El motivo principal detrás de esta decisión fue un conflicto sistémico y persistente entre Fedorov y el Comandante en Jefe de las Fuerzas Armadas Oleksandr Syrskyi. Zelenski describió esta relación como difícil a múltiples niveles debido a las visiones contrapuestas entre el enfoque tecnócrata del joven ministro y la mentalidad militar tradicional del general. Fedorov denunció públicamente que sus propuestas de reforma e innovación tecnológica estaban siendo bloqueadas sistemáticamente por el mando militar, lo que a su juicio impedía encontrar una vía clara para ganar la guerra.
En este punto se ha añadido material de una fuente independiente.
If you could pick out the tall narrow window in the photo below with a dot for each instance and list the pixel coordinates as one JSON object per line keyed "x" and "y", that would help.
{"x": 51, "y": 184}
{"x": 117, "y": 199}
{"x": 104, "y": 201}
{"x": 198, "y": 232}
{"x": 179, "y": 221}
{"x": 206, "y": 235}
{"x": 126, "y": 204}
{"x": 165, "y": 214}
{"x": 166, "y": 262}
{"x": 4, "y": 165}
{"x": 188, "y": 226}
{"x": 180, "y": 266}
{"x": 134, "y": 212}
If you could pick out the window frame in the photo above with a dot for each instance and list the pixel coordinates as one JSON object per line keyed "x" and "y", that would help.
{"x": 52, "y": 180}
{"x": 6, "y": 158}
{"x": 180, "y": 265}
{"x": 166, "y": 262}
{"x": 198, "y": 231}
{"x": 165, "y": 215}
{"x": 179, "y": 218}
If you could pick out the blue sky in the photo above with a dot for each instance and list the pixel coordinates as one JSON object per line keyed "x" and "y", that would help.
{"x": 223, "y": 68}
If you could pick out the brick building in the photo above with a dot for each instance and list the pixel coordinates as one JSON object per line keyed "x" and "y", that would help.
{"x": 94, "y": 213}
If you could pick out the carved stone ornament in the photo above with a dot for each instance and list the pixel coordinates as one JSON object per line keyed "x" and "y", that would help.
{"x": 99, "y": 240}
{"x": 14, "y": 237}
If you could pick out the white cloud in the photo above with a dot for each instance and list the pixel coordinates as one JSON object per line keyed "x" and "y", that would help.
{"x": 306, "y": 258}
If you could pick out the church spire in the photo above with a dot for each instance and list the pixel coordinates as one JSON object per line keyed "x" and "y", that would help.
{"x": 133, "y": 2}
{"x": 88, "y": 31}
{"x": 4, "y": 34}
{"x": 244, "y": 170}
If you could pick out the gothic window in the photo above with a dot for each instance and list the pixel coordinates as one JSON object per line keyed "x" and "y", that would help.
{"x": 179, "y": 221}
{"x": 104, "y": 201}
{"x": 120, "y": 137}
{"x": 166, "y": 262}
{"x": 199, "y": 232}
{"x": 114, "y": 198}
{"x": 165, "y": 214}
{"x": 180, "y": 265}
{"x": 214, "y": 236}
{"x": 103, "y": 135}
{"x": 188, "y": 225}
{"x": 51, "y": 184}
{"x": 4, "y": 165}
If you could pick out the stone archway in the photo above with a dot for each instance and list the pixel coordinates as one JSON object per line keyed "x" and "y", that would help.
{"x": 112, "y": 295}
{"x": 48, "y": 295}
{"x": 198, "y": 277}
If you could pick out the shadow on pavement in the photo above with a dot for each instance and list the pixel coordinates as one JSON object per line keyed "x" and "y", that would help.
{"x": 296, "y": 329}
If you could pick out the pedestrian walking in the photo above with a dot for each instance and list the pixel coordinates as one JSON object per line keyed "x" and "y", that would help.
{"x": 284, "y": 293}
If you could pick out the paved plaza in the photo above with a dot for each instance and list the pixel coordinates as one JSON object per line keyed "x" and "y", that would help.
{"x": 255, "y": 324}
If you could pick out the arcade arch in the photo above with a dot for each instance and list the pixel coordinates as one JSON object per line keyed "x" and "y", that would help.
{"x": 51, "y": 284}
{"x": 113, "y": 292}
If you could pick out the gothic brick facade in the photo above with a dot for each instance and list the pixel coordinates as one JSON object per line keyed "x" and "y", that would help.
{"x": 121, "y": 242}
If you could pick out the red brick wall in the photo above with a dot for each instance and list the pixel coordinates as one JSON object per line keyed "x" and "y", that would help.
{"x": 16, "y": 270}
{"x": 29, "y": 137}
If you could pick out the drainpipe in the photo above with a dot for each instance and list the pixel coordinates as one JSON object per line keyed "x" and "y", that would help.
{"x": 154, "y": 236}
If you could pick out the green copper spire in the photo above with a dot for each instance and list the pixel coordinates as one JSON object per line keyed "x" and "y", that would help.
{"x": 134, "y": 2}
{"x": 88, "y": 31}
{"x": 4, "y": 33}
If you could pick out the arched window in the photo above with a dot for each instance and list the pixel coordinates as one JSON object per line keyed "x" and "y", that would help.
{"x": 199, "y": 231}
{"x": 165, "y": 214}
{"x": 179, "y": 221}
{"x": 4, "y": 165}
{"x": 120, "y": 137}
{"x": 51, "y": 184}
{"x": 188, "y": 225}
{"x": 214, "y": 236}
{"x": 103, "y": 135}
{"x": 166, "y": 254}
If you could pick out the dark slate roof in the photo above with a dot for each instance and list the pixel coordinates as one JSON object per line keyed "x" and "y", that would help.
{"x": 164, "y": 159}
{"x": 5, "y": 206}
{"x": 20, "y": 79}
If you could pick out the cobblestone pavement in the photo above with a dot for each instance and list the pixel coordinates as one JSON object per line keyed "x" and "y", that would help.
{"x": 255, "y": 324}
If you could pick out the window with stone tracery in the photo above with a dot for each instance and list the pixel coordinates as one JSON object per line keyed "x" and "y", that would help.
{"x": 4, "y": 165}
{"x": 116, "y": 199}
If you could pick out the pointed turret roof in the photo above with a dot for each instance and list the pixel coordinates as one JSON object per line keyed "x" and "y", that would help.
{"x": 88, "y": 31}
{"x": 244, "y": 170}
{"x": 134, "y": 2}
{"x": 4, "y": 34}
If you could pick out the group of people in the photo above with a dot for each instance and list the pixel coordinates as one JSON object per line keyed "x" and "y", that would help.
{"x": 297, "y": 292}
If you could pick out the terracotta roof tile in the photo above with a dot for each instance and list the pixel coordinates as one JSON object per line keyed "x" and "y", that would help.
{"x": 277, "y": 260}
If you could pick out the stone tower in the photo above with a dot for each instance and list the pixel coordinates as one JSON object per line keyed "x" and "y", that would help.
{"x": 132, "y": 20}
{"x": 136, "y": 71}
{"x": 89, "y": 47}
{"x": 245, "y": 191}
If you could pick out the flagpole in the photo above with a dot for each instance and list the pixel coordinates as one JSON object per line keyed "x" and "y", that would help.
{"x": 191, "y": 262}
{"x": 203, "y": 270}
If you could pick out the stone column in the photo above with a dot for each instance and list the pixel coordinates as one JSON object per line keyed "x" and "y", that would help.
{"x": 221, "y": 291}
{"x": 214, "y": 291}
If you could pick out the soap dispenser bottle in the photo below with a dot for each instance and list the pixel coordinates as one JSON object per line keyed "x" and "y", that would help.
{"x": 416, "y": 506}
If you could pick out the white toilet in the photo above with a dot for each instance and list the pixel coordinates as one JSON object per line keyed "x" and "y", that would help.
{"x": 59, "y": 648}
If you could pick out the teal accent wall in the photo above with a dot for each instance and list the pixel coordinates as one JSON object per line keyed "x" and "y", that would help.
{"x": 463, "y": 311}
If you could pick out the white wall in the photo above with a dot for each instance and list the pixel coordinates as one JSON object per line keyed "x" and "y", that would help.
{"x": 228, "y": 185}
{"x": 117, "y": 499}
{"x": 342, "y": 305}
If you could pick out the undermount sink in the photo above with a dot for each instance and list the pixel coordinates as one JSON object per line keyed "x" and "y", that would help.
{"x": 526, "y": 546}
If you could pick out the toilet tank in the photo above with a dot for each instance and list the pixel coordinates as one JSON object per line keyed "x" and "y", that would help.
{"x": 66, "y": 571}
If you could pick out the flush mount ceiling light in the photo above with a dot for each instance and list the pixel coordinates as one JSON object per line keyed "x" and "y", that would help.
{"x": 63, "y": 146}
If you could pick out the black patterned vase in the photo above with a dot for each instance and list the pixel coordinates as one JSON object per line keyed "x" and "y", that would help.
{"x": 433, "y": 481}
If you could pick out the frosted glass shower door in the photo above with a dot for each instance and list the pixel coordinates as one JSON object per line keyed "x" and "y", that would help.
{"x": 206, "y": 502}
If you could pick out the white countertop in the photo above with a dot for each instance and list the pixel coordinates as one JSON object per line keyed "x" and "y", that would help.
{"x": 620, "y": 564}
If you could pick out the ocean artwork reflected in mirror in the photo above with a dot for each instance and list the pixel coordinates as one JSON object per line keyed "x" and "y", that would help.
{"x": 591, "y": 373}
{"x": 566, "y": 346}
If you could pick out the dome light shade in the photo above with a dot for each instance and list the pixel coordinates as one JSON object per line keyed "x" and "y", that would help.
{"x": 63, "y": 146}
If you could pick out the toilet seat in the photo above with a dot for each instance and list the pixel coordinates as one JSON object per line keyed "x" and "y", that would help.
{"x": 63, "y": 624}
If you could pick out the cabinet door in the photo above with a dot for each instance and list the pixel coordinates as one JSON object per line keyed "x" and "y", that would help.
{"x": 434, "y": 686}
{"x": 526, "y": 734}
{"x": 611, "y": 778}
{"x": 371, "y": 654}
Durante su breve pero intensa gestión, Fedorov se consolidó como un innovador clave al potenciar significativamente el uso de drones y la tecnología asimétrica en el campo de batalla. Entre sus logros más destacados se encuentran la restricción del acceso ruso al sistema Starlink y la implementación del programa Logistics Lockdown para aislar la península de Crimea. Asimismo, su equipo logró adquirir en solo cuatro meses más drones que en todo el año anterior y lanzó las primeras licitaciones competitivas para artillería de largo alcance, ahorrando miles de millones de dólares al estado.

A pesar de estos avances, el exministro reconoció que dejó varias metas inconclusas que resultan fundamentales para la modernización institucional de Ucrania. Específicamente quedaron pendientes la transformación organizacional del ministerio bajo los estándares de la OTAN y la creación de una cultura de rendición de cuentas por las decisiones tomadas. Además, Fedorov admitió que no pudo completar la transición total de las adquisiciones hacia un sistema plenamente transparente ni acelerar las reformas necesarias en el sistema de reclutamiento militar.
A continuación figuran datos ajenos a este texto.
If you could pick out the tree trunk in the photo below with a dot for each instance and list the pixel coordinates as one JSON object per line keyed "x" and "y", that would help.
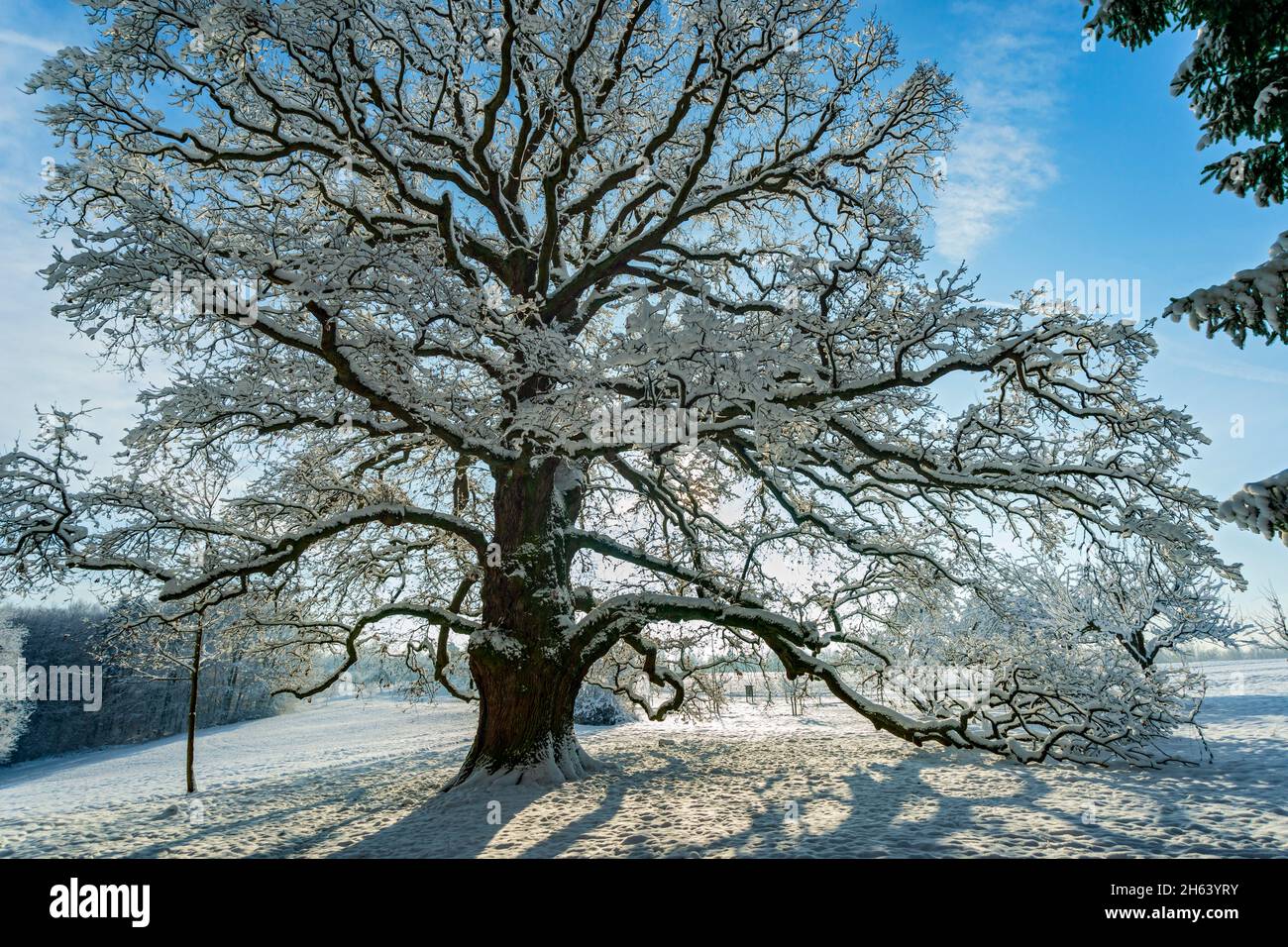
{"x": 524, "y": 731}
{"x": 524, "y": 671}
{"x": 192, "y": 710}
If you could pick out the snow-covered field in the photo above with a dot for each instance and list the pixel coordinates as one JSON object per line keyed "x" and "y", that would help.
{"x": 361, "y": 779}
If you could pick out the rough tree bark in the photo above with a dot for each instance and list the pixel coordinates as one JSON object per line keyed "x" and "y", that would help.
{"x": 526, "y": 669}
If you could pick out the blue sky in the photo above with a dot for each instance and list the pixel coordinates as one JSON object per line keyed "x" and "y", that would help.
{"x": 1070, "y": 161}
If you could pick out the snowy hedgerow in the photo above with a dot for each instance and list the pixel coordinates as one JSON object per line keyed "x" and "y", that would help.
{"x": 597, "y": 707}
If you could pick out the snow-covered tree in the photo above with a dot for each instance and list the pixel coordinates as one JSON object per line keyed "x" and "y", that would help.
{"x": 1000, "y": 657}
{"x": 1235, "y": 77}
{"x": 1137, "y": 598}
{"x": 554, "y": 328}
{"x": 1236, "y": 81}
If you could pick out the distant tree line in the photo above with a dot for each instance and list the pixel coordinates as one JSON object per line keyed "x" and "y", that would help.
{"x": 140, "y": 703}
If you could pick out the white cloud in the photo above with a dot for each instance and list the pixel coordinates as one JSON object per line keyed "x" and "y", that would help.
{"x": 12, "y": 38}
{"x": 1009, "y": 73}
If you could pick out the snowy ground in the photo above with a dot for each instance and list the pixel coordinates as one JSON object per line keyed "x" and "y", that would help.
{"x": 361, "y": 779}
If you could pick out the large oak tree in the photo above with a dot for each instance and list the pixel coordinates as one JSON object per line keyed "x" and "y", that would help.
{"x": 475, "y": 230}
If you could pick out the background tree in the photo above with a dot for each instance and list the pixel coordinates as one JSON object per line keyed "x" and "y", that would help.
{"x": 1236, "y": 81}
{"x": 1136, "y": 596}
{"x": 472, "y": 231}
{"x": 14, "y": 710}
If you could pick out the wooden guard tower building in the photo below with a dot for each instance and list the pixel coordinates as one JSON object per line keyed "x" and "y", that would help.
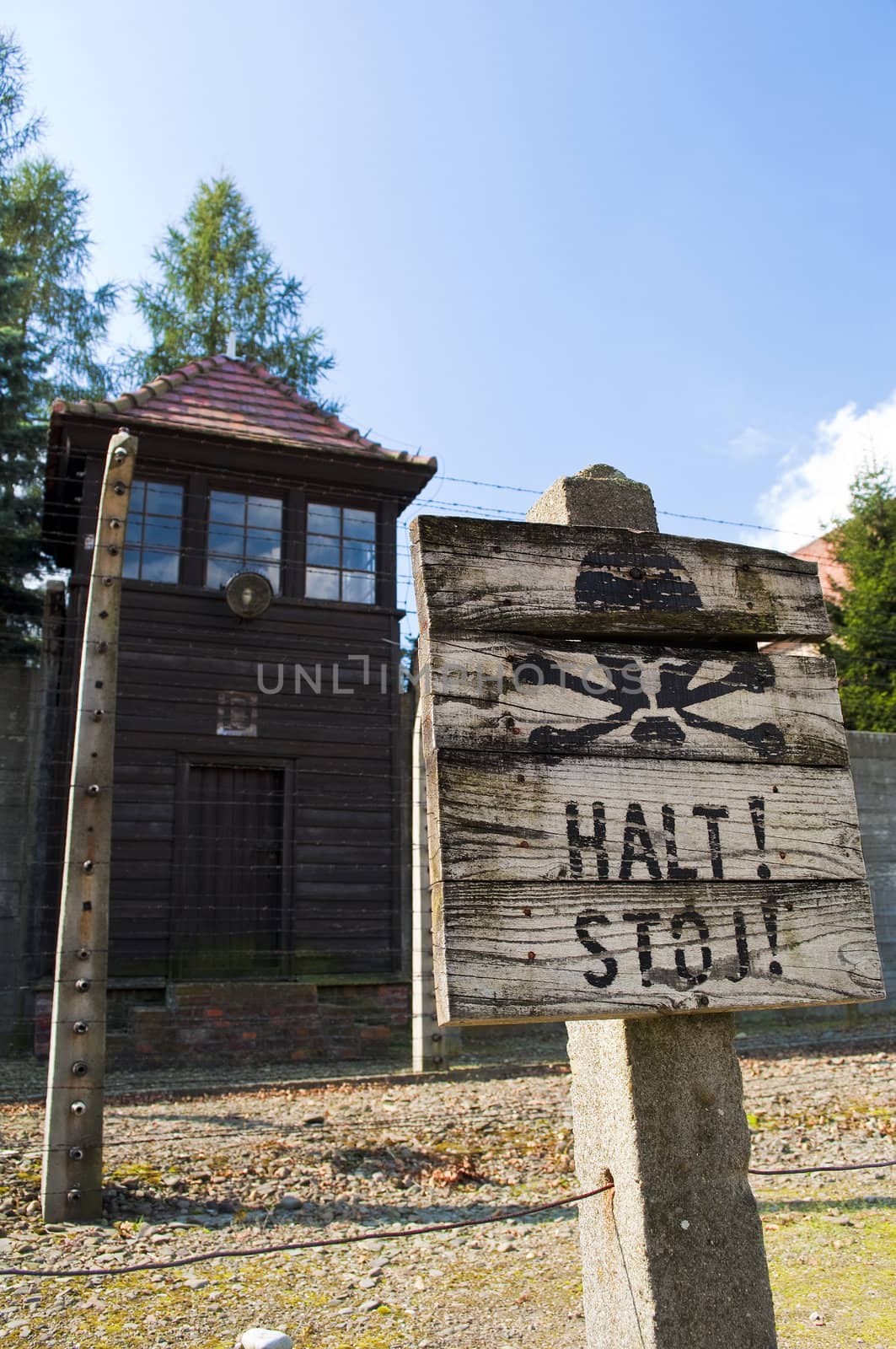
{"x": 256, "y": 870}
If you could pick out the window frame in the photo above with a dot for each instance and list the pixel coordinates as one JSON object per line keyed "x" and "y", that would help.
{"x": 246, "y": 490}
{"x": 155, "y": 479}
{"x": 341, "y": 503}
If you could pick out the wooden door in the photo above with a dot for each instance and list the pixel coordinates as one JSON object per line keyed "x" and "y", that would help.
{"x": 228, "y": 915}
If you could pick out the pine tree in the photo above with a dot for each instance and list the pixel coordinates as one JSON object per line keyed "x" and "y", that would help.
{"x": 22, "y": 440}
{"x": 51, "y": 330}
{"x": 215, "y": 277}
{"x": 864, "y": 615}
La noticia de su destitución provocó una reacción inmediata tanto en la sociedad civil como en la estructura de mando militar, donde se produjeron renuncias en cadena de figuras fundamentales. Cientos de manifestantes mayoritariamente jóvenes salieron a las calles de Kiev para protestar contra la medida al considerar que Fedorov era un gestor eficaz que devolvía la confianza en la victoria. En el ámbito militar, la dimisión del coronel Pavlo Yelizarov, subcomandante de la Fuerza Aérea, subrayó el temor de que este vacío de liderazgo debilitara seriamente las defensas aéreas del país.
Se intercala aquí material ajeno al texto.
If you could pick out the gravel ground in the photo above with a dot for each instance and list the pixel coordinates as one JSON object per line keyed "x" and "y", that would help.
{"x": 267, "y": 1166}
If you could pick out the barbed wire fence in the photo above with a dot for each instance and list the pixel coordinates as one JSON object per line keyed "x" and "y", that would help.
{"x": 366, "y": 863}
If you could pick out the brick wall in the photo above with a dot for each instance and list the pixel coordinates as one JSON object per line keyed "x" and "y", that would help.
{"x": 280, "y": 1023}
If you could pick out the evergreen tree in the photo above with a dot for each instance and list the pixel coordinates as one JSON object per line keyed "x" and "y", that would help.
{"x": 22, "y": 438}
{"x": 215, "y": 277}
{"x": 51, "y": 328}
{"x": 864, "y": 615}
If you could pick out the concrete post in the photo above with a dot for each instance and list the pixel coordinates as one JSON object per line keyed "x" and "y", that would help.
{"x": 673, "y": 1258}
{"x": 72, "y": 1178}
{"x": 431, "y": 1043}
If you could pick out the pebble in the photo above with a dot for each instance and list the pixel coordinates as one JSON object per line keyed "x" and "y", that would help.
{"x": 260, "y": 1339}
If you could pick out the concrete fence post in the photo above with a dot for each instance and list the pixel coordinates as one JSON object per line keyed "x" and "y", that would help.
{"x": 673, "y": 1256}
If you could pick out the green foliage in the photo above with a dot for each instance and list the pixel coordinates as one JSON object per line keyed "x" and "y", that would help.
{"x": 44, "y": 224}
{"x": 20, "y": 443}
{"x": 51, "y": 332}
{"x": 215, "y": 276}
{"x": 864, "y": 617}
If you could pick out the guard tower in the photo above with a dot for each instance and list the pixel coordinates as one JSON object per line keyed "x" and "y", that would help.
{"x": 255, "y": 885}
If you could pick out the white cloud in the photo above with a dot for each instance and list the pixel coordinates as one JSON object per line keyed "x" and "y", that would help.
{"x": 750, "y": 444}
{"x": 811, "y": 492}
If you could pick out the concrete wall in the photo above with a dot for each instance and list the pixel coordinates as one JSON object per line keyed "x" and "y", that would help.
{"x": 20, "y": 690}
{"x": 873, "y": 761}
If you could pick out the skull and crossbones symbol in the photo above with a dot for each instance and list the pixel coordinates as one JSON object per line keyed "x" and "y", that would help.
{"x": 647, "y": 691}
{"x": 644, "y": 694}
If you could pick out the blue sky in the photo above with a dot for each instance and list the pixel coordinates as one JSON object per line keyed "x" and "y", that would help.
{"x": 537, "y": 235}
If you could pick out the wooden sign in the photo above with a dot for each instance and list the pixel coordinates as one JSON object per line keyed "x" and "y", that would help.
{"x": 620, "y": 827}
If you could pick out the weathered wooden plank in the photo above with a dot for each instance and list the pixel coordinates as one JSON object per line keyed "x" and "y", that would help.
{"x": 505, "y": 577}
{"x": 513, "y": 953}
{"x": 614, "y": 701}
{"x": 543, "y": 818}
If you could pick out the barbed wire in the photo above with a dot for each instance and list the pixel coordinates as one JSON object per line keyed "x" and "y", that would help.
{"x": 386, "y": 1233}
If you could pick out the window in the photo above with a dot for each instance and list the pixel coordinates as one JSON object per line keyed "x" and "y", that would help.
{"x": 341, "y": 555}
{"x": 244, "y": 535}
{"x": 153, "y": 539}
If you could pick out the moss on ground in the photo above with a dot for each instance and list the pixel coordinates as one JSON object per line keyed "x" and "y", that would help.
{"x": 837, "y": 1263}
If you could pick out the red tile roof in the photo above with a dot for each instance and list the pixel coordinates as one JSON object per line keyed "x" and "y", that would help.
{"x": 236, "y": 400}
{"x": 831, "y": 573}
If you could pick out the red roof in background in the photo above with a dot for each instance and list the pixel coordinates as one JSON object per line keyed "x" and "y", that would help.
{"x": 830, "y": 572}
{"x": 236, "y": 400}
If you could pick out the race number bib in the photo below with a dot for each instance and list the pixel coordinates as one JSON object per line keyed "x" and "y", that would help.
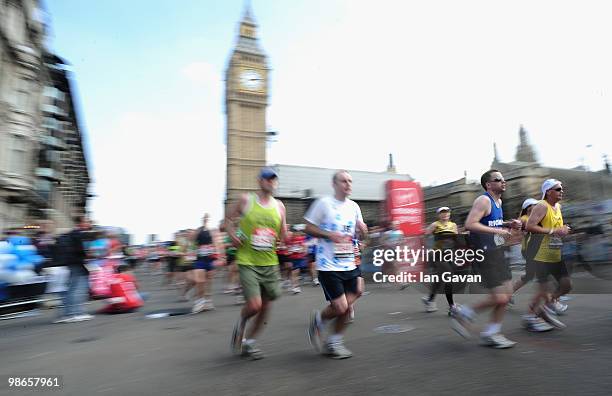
{"x": 263, "y": 239}
{"x": 206, "y": 250}
{"x": 555, "y": 242}
{"x": 344, "y": 249}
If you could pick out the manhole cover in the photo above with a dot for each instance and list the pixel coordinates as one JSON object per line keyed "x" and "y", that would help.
{"x": 393, "y": 329}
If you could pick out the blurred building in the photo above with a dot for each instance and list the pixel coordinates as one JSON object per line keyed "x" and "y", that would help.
{"x": 246, "y": 100}
{"x": 524, "y": 178}
{"x": 299, "y": 186}
{"x": 43, "y": 170}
Por su parte, el presidente Zelenski ha defendido su intervención como una medida necesaria para forzar una unidad que las partes no pudieron encontrar por sí mismas. Actualmente, el mandatario evalúa a Ihor Klymenko, el actual ministro del Interior, como el candidato principal para suceder a Fedorov, aunque la decisión final sigue bajo revisión parlamentaria. Mientras se resuelve esta transición, Ucrania enfrenta un escenario bélico extremadamente complejo marcado por la escasez crítica de tropas y la necesidad de mantener la velocidad de innovación tecnológica iniciada por la gestión saliente.